Consistent hashing was designed to avoid the problem of having to reassign every BLOB when a server is added or removed throughout the cluster. The central idea is to use a hash function that maps both the BLOB and servers to a unit circle, usually 2\pi radians. For example, \zeta = \Phi\ \%\ 360 (where \Phi is hash of a BLOB or server's identifier, like IP address or UUID). Each BLOB is then assigned to the next server that appears on the circle in clockwise order. Usually, binary search algorithm or linear search is used to find a "spot" or server to place that particular BLOB in O(\log N) or O(N) complexities respectively; and in every iteration, which happens in clockwise manner, an operation \zeta\ \le\ \Psi (where \Psi is the value of the server within the cluster) is performed to find the server to place the BLOB. This provides an even distribution of BLOBs to servers. But, more importantly, if a server fails and is removed from the circle, only the BLOBs that were mapped to the failed server need to be reassigned to the next server in clockwise order. Likewise, if a new server is added, it is added to the unit circle, and only the BLOBs mapped to that server need to be reassigned.

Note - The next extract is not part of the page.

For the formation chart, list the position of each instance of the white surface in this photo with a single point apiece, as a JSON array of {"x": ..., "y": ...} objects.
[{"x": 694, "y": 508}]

Importantly, when a server is added or removed, the vast majority of the BLOBs maintain their prior server assignments, and the addition of n^{th} server only causes 1/n fraction of the BLOBs to relocate. Although the process of moving BLOBs across cache servers in the cluster depends on the context, commonly, the newly added cache server identifies its "predecessor" and moves all the BLOBs, whose mapping belongs to this server (i.e. whose hash value is less than that of the new server), from it. However, in the case of web page caches, in most implementations there is no involvement of moving or copying, assuming the cached BLOB is small enough. When a request hits a newly added cache server, a cache miss happens and a request to the actual web server is made and the BLOB is cached locally for future requests. The redundant BLOBs on the previously used cache servers would be removed as per the cache eviction policies.{{sfn|Roughgarden|Valiant|2021|p=6}}

=Implementation=

Let h_{b}(x) and h_{s}(x) be the hash functions used for the BLOB and server's unique identifier respectively. In practice, a binary search tree (BST) is used to dynamically maintain the \text{server ID} within a cluster or hashring, and to find the successor or minimum within the BST, tree traversal is used.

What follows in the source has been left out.